La cosa fue bastante celebrada. En la época se babeaba con clichés como “la aldea global”. A algunos se les ocurrió que el fenómeno acarrearía consecuencias discutibles, como la desindustrialización occidental. Pero, que yo recuerde, pocos predijeron entonces que el mayor problema de la globalización consistiría en encontrarse cara a cara con “el otro”. Con el migrante. El único precedente disponible en materia de emigración masiva, el traslado de más de 50 millones de europeos a Estados Unidos durante el siglo XIX, fue algo muy distinto: no había “otros”, porque los “otros”, los nativos, habían sido prácticamente exterminados.

Aquí y ahora, la inmigración demuestra que los supuestos fundamentos morales de la Unión Europea (respeto de la dignidad humana, libertad, igualdad, etcétera) son chorradas, cosas que se dicen sólo porque suenan bien, puro onanismo verbal.
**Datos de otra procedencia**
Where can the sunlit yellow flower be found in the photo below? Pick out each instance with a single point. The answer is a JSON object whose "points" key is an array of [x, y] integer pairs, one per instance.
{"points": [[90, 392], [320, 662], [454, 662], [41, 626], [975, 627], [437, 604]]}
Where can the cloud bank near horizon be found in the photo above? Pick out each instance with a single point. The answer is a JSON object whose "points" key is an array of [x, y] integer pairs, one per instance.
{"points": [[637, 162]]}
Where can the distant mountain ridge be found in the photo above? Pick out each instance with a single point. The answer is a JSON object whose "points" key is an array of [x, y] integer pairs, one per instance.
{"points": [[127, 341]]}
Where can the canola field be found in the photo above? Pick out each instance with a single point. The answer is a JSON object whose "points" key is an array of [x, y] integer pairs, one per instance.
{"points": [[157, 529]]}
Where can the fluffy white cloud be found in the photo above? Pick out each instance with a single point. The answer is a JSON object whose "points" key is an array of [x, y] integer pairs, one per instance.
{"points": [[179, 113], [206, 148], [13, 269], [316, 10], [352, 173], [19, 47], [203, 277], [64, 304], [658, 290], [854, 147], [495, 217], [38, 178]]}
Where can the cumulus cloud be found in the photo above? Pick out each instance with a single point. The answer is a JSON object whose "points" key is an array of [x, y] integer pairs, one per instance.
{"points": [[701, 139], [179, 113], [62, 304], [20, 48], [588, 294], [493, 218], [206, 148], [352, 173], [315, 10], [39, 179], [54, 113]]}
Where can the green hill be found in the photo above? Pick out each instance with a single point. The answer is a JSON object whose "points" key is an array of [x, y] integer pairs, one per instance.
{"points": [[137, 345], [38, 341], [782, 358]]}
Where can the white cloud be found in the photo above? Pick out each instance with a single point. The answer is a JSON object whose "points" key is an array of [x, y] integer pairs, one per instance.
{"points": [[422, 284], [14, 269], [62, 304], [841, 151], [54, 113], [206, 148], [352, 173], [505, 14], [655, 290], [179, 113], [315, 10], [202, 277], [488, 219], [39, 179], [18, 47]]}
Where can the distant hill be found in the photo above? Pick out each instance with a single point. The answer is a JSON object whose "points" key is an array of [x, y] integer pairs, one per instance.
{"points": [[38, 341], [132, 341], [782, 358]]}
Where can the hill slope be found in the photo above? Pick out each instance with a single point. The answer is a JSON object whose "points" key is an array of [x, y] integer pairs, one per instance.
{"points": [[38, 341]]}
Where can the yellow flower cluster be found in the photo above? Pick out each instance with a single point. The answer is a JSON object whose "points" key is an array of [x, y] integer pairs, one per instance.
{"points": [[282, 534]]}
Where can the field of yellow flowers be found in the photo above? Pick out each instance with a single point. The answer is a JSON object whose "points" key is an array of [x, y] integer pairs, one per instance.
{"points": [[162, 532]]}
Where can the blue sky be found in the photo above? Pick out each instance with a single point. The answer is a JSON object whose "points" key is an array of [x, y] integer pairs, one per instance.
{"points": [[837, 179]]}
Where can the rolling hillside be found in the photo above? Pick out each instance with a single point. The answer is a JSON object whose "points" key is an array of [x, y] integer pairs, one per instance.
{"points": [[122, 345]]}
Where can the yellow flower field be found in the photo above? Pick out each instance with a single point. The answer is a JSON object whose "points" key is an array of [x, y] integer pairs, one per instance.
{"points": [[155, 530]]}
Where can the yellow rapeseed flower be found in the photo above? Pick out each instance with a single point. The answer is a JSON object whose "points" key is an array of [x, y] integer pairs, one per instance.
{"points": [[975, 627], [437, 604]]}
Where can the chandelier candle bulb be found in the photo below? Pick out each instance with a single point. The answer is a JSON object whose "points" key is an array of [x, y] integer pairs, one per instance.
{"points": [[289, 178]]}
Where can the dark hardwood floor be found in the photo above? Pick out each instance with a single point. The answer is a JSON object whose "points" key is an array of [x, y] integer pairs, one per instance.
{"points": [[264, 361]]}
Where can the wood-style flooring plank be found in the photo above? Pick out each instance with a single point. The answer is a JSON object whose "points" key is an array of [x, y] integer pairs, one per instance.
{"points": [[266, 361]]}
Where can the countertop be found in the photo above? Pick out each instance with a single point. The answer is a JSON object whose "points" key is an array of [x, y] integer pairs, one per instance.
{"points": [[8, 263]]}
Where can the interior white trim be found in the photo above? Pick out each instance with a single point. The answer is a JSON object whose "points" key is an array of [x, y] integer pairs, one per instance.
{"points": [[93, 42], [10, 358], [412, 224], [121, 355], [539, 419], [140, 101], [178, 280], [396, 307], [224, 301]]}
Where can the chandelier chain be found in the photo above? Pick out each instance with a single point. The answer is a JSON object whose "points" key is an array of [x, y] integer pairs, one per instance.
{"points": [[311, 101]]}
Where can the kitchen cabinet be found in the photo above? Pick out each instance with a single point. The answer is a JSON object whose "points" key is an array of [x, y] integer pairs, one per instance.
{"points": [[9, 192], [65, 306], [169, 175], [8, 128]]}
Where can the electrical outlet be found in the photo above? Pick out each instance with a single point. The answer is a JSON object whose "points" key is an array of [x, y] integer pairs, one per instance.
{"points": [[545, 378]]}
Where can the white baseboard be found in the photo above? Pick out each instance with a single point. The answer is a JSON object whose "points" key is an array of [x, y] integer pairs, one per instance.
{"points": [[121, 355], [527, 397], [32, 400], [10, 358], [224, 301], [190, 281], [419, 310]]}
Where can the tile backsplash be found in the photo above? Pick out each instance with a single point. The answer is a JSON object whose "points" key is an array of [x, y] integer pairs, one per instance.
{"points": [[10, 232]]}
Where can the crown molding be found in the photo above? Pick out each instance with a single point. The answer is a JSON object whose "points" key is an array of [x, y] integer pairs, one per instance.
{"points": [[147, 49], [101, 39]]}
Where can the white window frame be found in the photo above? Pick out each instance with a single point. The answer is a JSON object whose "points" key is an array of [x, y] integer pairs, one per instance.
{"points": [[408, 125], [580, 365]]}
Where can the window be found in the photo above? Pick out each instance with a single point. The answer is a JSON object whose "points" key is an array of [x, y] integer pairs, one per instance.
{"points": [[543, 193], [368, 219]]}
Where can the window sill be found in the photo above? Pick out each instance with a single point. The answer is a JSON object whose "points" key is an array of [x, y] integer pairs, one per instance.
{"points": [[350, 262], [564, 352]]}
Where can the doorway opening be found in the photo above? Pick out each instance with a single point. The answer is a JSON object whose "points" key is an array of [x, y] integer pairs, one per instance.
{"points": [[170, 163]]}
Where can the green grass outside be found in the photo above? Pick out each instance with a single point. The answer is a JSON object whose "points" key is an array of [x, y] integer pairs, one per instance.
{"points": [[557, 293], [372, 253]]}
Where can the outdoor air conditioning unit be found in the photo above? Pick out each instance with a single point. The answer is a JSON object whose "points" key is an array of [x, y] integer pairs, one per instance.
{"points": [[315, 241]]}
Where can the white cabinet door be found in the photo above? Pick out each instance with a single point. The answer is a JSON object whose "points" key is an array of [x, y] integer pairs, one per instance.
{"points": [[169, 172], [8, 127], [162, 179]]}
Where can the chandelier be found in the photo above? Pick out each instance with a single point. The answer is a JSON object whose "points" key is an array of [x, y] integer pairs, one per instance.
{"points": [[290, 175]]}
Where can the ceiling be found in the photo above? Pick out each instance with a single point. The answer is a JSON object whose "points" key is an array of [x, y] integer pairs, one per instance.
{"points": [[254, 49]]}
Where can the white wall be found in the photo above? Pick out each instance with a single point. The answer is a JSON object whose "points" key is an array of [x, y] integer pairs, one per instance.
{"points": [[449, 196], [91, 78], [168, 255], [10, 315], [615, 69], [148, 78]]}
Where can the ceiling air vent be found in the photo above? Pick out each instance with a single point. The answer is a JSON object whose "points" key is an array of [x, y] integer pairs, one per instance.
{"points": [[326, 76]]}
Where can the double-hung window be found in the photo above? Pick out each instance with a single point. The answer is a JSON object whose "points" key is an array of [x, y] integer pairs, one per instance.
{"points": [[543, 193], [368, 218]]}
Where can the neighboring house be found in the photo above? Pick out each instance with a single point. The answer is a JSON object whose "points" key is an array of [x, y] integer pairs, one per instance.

Lo que ocurrió el pasado 24 de junio en la frontera de Melilla (el “ataque violento”, según Pedro Sánchez) no es más que otro acontecimiento horroroso en la guerra más cruenta de la actualidad: la que siembra de cadáveres, ni se sabe cuántos, el camino de la desesperación hacia Europa.

Podemos decir que no es culpa nuestra. Y lo hacemos. Es el mercado, amigo. Recuerden la frase de Keynes (“los hombres más malvados…”) unos párrafos más arriba. No confíen en que la política ponga freno al dolor de “los otros” y a nuestra degradación moral. Esto durará mientras dure la actual fase del capitalismo: libre movimiento de dinero y mercancías, vallas y armas (crecientemente subcontratadas a terceros países, en eso los europeos somos limpios) contra las personas.